The latest proposals are expected to be agreed at the next Marine Environment Protection Committee (MEPC) 75 set for 16-20 November, but some environmental non-governmental organisations (NGOs) have said that the proposals do not go far enough, while industry figures believe that industry must take an ordered approach to greenhouse gas (GHG) reduction.
According to an IMO statement, there are two new measures in the latest proposals from the intersessional working group, a technical requirement to reduce carbon intensity, based on a new Energy Efficiency Existing Ship Index (EEXI); and the operational carbon intensity reduction requirements, based on a new operational carbon intensity indicator (CII).
“The dual approach aims to address both technical (how the ship is retrofitted and equipped) and operational measures (how the ship operates),” said the IMO statement.
However, environmental groups believe that the draft amendment does not go far enough. European NGO, Transport & Environment (T&E) believes this agreement has seen countries “actively work to undermine the Initial Strategy goals of the International Maritime Organization”.
In undermining the IMO’s own GHG strategy the group believes that those nations have broken their Paris Agreement commitment to reduce emissions sufficiently for industry to meet its obligations to help maintain global warming at 1.5/2degs Centigrade.
T&E’s shipping programme director Faig Abbasov, said, “Governments have ridden roughshod over the Paris Agreement by agreeing a measure that will see ship emissions grow for decades to come. The UN maritime agency again showed the world it can only deliver cosmetic changes. EU countries should work through the European Green Deal to fill the gap left by the IMO.”
John Maggs, president of the Clean Shipping Coalition, which has observer status at the IMO, added, “We urge all countries to reconsider their support for the J/5 decision ahead of MEPC75 this November 16-20, and reject it, unless it can be fundamentally strengthened.”
An industry official, however, was critical of the environmental lobby criticising them for not understanding the complexity of the issues at hand. According to the official, there is a good deal of detailed technical work that now needs to be understood and completed and that without this work there could well be “unintended consequences.”

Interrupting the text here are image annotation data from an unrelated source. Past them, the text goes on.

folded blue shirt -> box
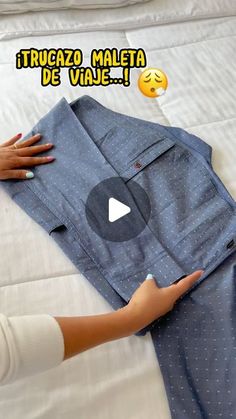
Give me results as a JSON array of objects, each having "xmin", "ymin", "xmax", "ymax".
[{"xmin": 2, "ymin": 96, "xmax": 236, "ymax": 419}]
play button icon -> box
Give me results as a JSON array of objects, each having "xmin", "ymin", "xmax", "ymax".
[
  {"xmin": 85, "ymin": 177, "xmax": 151, "ymax": 242},
  {"xmin": 108, "ymin": 198, "xmax": 131, "ymax": 223}
]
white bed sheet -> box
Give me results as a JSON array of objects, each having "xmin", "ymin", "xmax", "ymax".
[{"xmin": 0, "ymin": 0, "xmax": 236, "ymax": 419}]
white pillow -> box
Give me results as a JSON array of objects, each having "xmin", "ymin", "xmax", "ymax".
[{"xmin": 0, "ymin": 0, "xmax": 149, "ymax": 14}]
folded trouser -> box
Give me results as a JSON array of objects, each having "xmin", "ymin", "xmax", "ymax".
[{"xmin": 2, "ymin": 96, "xmax": 236, "ymax": 419}]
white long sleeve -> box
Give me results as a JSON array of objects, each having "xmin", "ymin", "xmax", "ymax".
[{"xmin": 0, "ymin": 313, "xmax": 64, "ymax": 385}]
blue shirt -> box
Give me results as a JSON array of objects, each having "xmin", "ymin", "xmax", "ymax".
[{"xmin": 2, "ymin": 96, "xmax": 236, "ymax": 419}]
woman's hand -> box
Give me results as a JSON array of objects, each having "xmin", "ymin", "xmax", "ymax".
[
  {"xmin": 0, "ymin": 134, "xmax": 54, "ymax": 180},
  {"xmin": 122, "ymin": 270, "xmax": 204, "ymax": 333}
]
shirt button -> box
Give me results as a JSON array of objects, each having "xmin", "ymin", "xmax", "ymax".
[{"xmin": 134, "ymin": 161, "xmax": 142, "ymax": 169}]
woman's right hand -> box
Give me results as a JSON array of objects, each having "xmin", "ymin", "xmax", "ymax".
[
  {"xmin": 0, "ymin": 134, "xmax": 54, "ymax": 180},
  {"xmin": 123, "ymin": 270, "xmax": 204, "ymax": 333}
]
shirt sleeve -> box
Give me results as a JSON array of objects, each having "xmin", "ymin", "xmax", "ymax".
[{"xmin": 0, "ymin": 313, "xmax": 64, "ymax": 385}]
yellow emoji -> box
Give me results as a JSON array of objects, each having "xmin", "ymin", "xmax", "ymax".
[{"xmin": 138, "ymin": 68, "xmax": 168, "ymax": 97}]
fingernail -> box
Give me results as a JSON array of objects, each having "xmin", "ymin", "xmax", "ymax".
[
  {"xmin": 26, "ymin": 172, "xmax": 34, "ymax": 179},
  {"xmin": 146, "ymin": 274, "xmax": 153, "ymax": 279}
]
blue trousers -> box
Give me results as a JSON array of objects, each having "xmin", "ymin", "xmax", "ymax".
[{"xmin": 2, "ymin": 96, "xmax": 236, "ymax": 419}]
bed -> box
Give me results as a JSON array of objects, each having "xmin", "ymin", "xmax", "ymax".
[{"xmin": 0, "ymin": 0, "xmax": 236, "ymax": 419}]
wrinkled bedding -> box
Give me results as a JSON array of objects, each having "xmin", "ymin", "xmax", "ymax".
[{"xmin": 0, "ymin": 0, "xmax": 236, "ymax": 419}]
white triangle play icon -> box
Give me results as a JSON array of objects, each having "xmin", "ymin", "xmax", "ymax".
[{"xmin": 108, "ymin": 198, "xmax": 131, "ymax": 223}]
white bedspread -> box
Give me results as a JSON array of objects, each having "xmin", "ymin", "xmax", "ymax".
[{"xmin": 0, "ymin": 0, "xmax": 236, "ymax": 419}]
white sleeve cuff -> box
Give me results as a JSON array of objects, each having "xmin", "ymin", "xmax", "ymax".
[{"xmin": 0, "ymin": 314, "xmax": 64, "ymax": 384}]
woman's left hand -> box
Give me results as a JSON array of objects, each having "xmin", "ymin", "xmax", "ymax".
[{"xmin": 0, "ymin": 134, "xmax": 54, "ymax": 180}]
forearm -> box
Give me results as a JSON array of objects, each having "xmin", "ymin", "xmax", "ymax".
[{"xmin": 55, "ymin": 306, "xmax": 134, "ymax": 359}]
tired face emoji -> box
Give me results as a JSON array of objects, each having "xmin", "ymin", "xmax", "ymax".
[{"xmin": 138, "ymin": 68, "xmax": 168, "ymax": 97}]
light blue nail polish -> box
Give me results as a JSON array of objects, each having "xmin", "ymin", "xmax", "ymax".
[{"xmin": 26, "ymin": 172, "xmax": 34, "ymax": 179}]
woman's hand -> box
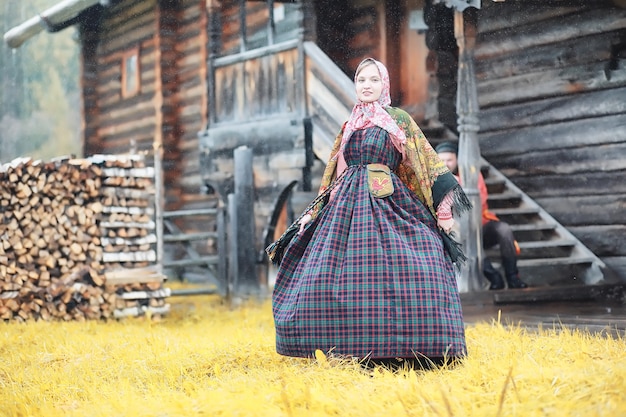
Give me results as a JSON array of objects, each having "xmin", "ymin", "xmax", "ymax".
[
  {"xmin": 298, "ymin": 213, "xmax": 313, "ymax": 234},
  {"xmin": 437, "ymin": 218, "xmax": 454, "ymax": 234}
]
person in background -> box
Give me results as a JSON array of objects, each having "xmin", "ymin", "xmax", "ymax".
[
  {"xmin": 435, "ymin": 142, "xmax": 528, "ymax": 290},
  {"xmin": 272, "ymin": 58, "xmax": 471, "ymax": 368}
]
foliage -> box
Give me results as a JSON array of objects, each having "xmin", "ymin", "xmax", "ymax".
[
  {"xmin": 0, "ymin": 0, "xmax": 81, "ymax": 162},
  {"xmin": 0, "ymin": 290, "xmax": 626, "ymax": 417}
]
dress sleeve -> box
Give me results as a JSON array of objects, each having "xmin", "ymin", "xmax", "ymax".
[{"xmin": 437, "ymin": 191, "xmax": 454, "ymax": 220}]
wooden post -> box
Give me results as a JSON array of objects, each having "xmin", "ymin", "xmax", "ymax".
[
  {"xmin": 226, "ymin": 193, "xmax": 239, "ymax": 301},
  {"xmin": 234, "ymin": 146, "xmax": 260, "ymax": 296},
  {"xmin": 454, "ymin": 10, "xmax": 483, "ymax": 292},
  {"xmin": 151, "ymin": 7, "xmax": 165, "ymax": 274}
]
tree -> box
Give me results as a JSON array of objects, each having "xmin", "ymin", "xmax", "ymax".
[{"xmin": 0, "ymin": 0, "xmax": 81, "ymax": 162}]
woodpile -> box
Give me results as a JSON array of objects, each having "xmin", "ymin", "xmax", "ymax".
[{"xmin": 0, "ymin": 155, "xmax": 169, "ymax": 321}]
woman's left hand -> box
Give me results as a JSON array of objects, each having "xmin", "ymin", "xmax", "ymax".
[{"xmin": 437, "ymin": 218, "xmax": 454, "ymax": 234}]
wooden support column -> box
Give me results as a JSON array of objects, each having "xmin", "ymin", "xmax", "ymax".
[
  {"xmin": 229, "ymin": 146, "xmax": 260, "ymax": 297},
  {"xmin": 454, "ymin": 9, "xmax": 484, "ymax": 292},
  {"xmin": 152, "ymin": 5, "xmax": 165, "ymax": 274}
]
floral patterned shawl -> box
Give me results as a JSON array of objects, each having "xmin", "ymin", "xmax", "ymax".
[{"xmin": 312, "ymin": 107, "xmax": 456, "ymax": 217}]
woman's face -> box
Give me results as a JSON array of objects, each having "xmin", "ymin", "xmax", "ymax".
[{"xmin": 356, "ymin": 64, "xmax": 383, "ymax": 103}]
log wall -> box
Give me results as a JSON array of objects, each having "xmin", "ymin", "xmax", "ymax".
[
  {"xmin": 81, "ymin": 0, "xmax": 208, "ymax": 209},
  {"xmin": 476, "ymin": 0, "xmax": 626, "ymax": 279}
]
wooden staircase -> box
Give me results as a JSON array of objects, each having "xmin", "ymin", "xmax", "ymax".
[
  {"xmin": 482, "ymin": 159, "xmax": 605, "ymax": 287},
  {"xmin": 288, "ymin": 42, "xmax": 606, "ymax": 294}
]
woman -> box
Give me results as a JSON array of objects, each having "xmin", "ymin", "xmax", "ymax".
[{"xmin": 273, "ymin": 58, "xmax": 470, "ymax": 368}]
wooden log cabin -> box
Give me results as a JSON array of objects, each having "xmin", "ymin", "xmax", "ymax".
[{"xmin": 5, "ymin": 0, "xmax": 626, "ymax": 292}]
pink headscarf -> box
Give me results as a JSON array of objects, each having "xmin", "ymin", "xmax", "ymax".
[{"xmin": 333, "ymin": 58, "xmax": 406, "ymax": 159}]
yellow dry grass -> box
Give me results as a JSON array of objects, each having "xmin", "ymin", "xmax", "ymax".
[{"xmin": 0, "ymin": 286, "xmax": 626, "ymax": 417}]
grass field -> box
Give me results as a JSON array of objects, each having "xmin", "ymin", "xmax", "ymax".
[{"xmin": 0, "ymin": 288, "xmax": 626, "ymax": 417}]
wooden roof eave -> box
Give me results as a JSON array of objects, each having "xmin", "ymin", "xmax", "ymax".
[
  {"xmin": 4, "ymin": 0, "xmax": 103, "ymax": 48},
  {"xmin": 433, "ymin": 0, "xmax": 480, "ymax": 12}
]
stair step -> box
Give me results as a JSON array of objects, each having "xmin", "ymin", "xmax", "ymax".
[
  {"xmin": 517, "ymin": 256, "xmax": 594, "ymax": 267},
  {"xmin": 485, "ymin": 239, "xmax": 576, "ymax": 259},
  {"xmin": 490, "ymin": 207, "xmax": 541, "ymax": 224},
  {"xmin": 518, "ymin": 239, "xmax": 576, "ymax": 250},
  {"xmin": 493, "ymin": 285, "xmax": 596, "ymax": 304},
  {"xmin": 487, "ymin": 191, "xmax": 522, "ymax": 210},
  {"xmin": 510, "ymin": 223, "xmax": 557, "ymax": 242},
  {"xmin": 485, "ymin": 177, "xmax": 506, "ymax": 194},
  {"xmin": 502, "ymin": 256, "xmax": 595, "ymax": 287}
]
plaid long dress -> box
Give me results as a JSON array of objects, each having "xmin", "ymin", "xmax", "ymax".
[{"xmin": 272, "ymin": 127, "xmax": 466, "ymax": 359}]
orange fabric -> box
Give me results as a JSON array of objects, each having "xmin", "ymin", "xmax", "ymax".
[{"xmin": 455, "ymin": 173, "xmax": 500, "ymax": 226}]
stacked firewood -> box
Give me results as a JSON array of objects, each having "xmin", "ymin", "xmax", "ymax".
[{"xmin": 0, "ymin": 156, "xmax": 167, "ymax": 321}]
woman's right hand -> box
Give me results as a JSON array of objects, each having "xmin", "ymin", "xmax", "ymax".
[{"xmin": 298, "ymin": 213, "xmax": 313, "ymax": 234}]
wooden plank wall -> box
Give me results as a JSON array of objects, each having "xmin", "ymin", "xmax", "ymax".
[
  {"xmin": 219, "ymin": 0, "xmax": 308, "ymax": 56},
  {"xmin": 476, "ymin": 0, "xmax": 626, "ymax": 279},
  {"xmin": 176, "ymin": 0, "xmax": 209, "ymax": 207}
]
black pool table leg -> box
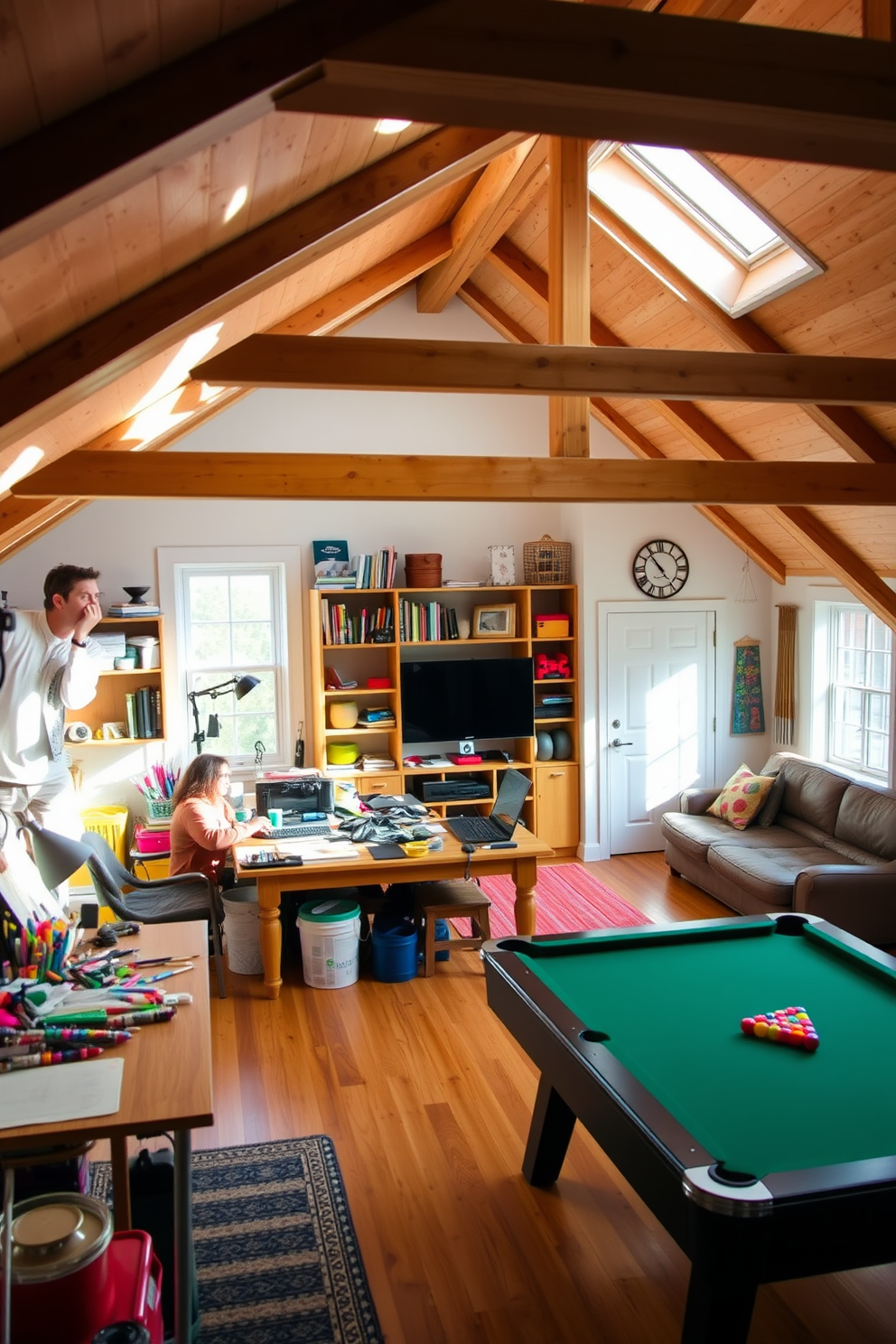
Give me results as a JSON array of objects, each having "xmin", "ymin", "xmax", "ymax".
[
  {"xmin": 523, "ymin": 1074, "xmax": 575, "ymax": 1185},
  {"xmin": 681, "ymin": 1262, "xmax": 756, "ymax": 1344}
]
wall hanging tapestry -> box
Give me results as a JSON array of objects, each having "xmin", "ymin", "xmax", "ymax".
[{"xmin": 731, "ymin": 634, "xmax": 766, "ymax": 735}]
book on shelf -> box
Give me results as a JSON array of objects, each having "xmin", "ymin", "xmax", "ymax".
[
  {"xmin": 312, "ymin": 542, "xmax": 350, "ymax": 586},
  {"xmin": 350, "ymin": 546, "xmax": 397, "ymax": 589},
  {"xmin": 323, "ymin": 668, "xmax": 358, "ymax": 691},
  {"xmin": 355, "ymin": 751, "xmax": 395, "ymax": 770},
  {"xmin": 397, "ymin": 598, "xmax": 460, "ymax": 644},
  {"xmin": 321, "ymin": 597, "xmax": 395, "ymax": 644}
]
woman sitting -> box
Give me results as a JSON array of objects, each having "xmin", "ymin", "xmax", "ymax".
[{"xmin": 168, "ymin": 755, "xmax": 270, "ymax": 887}]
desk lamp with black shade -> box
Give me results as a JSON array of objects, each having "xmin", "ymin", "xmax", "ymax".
[{"xmin": 187, "ymin": 676, "xmax": 259, "ymax": 755}]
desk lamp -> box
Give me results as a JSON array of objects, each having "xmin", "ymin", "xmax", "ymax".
[
  {"xmin": 17, "ymin": 821, "xmax": 93, "ymax": 890},
  {"xmin": 187, "ymin": 676, "xmax": 258, "ymax": 755}
]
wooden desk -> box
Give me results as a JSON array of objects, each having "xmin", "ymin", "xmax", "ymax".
[
  {"xmin": 0, "ymin": 919, "xmax": 215, "ymax": 1344},
  {"xmin": 234, "ymin": 826, "xmax": 554, "ymax": 999}
]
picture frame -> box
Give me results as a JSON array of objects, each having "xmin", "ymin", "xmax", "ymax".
[
  {"xmin": 489, "ymin": 546, "xmax": 516, "ymax": 587},
  {"xmin": 473, "ymin": 602, "xmax": 516, "ymax": 639}
]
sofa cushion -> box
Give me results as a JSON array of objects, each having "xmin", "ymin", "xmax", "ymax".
[
  {"xmin": 833, "ymin": 784, "xmax": 896, "ymax": 862},
  {"xmin": 661, "ymin": 812, "xmax": 794, "ymax": 860},
  {"xmin": 708, "ymin": 765, "xmax": 775, "ymax": 831},
  {"xmin": 778, "ymin": 758, "xmax": 849, "ymax": 836},
  {"xmin": 825, "ymin": 836, "xmax": 882, "ymax": 868},
  {"xmin": 706, "ymin": 832, "xmax": 848, "ymax": 907}
]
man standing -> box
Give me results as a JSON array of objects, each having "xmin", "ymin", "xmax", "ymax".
[{"xmin": 0, "ymin": 565, "xmax": 102, "ymax": 840}]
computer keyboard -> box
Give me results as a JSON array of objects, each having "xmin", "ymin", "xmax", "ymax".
[
  {"xmin": 269, "ymin": 821, "xmax": 331, "ymax": 840},
  {"xmin": 449, "ymin": 817, "xmax": 504, "ymax": 840}
]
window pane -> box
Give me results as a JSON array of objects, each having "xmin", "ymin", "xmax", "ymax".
[
  {"xmin": 865, "ymin": 695, "xmax": 890, "ymax": 733},
  {"xmin": 234, "ymin": 714, "xmax": 276, "ymax": 755},
  {"xmin": 835, "ymin": 723, "xmax": 863, "ymax": 765},
  {"xmin": 229, "ymin": 574, "xmax": 271, "ymax": 621},
  {"xmin": 865, "ymin": 733, "xmax": 890, "ymax": 774},
  {"xmin": 190, "ymin": 625, "xmax": 231, "ymax": 664},
  {"xmin": 234, "ymin": 621, "xmax": 274, "ymax": 667},
  {"xmin": 190, "ymin": 574, "xmax": 229, "ymax": 621}
]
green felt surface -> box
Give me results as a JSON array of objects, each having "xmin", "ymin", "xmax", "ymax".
[{"xmin": 521, "ymin": 920, "xmax": 896, "ymax": 1177}]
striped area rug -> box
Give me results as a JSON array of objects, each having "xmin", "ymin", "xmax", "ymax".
[
  {"xmin": 452, "ymin": 863, "xmax": 653, "ymax": 938},
  {"xmin": 91, "ymin": 1134, "xmax": 383, "ymax": 1344}
]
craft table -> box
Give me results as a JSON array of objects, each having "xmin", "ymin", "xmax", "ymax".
[
  {"xmin": 0, "ymin": 919, "xmax": 213, "ymax": 1344},
  {"xmin": 232, "ymin": 826, "xmax": 554, "ymax": 999}
]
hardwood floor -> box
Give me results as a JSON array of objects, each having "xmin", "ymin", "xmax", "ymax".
[{"xmin": 202, "ymin": 854, "xmax": 896, "ymax": 1344}]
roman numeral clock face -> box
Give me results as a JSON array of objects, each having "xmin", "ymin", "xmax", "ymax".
[{"xmin": 631, "ymin": 542, "xmax": 687, "ymax": 598}]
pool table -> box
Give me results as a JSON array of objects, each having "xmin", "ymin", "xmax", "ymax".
[{"xmin": 482, "ymin": 914, "xmax": 896, "ymax": 1344}]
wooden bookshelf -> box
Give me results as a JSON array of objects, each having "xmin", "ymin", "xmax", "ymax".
[
  {"xmin": 311, "ymin": 583, "xmax": 580, "ymax": 854},
  {"xmin": 66, "ymin": 616, "xmax": 165, "ymax": 751}
]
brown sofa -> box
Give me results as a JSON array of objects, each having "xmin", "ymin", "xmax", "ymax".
[{"xmin": 662, "ymin": 752, "xmax": 896, "ymax": 944}]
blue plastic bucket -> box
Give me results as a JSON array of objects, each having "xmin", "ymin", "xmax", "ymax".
[{"xmin": 370, "ymin": 915, "xmax": 416, "ymax": 984}]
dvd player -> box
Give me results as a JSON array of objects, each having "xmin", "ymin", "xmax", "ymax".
[{"xmin": 422, "ymin": 779, "xmax": 491, "ymax": 802}]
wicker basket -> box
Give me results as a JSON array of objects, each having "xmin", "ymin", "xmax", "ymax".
[{"xmin": 523, "ymin": 532, "xmax": 573, "ymax": 586}]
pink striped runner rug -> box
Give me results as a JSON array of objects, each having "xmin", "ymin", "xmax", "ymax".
[{"xmin": 452, "ymin": 863, "xmax": 651, "ymax": 938}]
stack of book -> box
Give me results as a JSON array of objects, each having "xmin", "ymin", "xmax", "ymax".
[
  {"xmin": 397, "ymin": 598, "xmax": 458, "ymax": 644},
  {"xmin": 321, "ymin": 597, "xmax": 395, "ymax": 644},
  {"xmin": 350, "ymin": 546, "xmax": 397, "ymax": 589},
  {"xmin": 358, "ymin": 705, "xmax": 395, "ymax": 728},
  {"xmin": 107, "ymin": 602, "xmax": 161, "ymax": 618},
  {"xmin": 355, "ymin": 751, "xmax": 395, "ymax": 770},
  {"xmin": 90, "ymin": 630, "xmax": 126, "ymax": 672},
  {"xmin": 125, "ymin": 686, "xmax": 163, "ymax": 738}
]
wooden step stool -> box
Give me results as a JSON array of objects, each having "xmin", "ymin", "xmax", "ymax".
[{"xmin": 414, "ymin": 881, "xmax": 491, "ymax": 975}]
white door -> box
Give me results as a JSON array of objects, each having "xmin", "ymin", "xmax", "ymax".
[{"xmin": 604, "ymin": 605, "xmax": 716, "ymax": 854}]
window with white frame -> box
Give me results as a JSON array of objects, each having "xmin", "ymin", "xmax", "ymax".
[
  {"xmin": 825, "ymin": 603, "xmax": 893, "ymax": 779},
  {"xmin": 174, "ymin": 563, "xmax": 287, "ymax": 766}
]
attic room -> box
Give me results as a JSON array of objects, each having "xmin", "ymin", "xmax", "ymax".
[{"xmin": 0, "ymin": 0, "xmax": 896, "ymax": 1344}]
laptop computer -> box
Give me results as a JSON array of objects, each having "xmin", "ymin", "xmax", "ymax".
[{"xmin": 444, "ymin": 770, "xmax": 532, "ymax": 844}]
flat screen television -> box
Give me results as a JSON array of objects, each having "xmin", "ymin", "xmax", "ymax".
[{"xmin": 402, "ymin": 658, "xmax": 535, "ymax": 742}]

“All countries are trying to get things to work, they are all making sure that due process is followed, we can’t throw procedures out of the window,” added the official.
There is a concern on the industry side of the debate that if the environmental lobby is successful there could be a “catastrophic shortage of tonnage by 2023, people could be starving if shipping and the supply chain are disrupted,” she said.
Industry, in the official’s view, must adapt as climate changes take place and try to mitigate the effects of change, there should be a “semi-gradual process,” that leads to adaptation and resilience in the changes and the supply chains, that are “measurable and enforceable, in a way that the Paris Agreement isn’t.”
Already the shipping industry is signing up to targets knowing that the means to meet those targets do not exist.
John Butler, CEO of the World Shipping Council, a carrier representative organisation, stated, “Whilst it is easy to criticise the outcome of the intercessional, it is worth remembering that anything short of a global solution represents long-term failure on climate change. We need to stick with this hard work, but the task is urgent, and we must move further, faster. As long as our only fuel options are carbon based, GHG reductions will be limited. Efficiency is important, but it will not solve the problem.”
Radical reductions in GHG emissions will only come through the implementation of a surcharge on carbon fuel that will develop a US$5 billion R&D fund over the next 10 years. A move that has been criticised by some prominent industry observers as too little too late.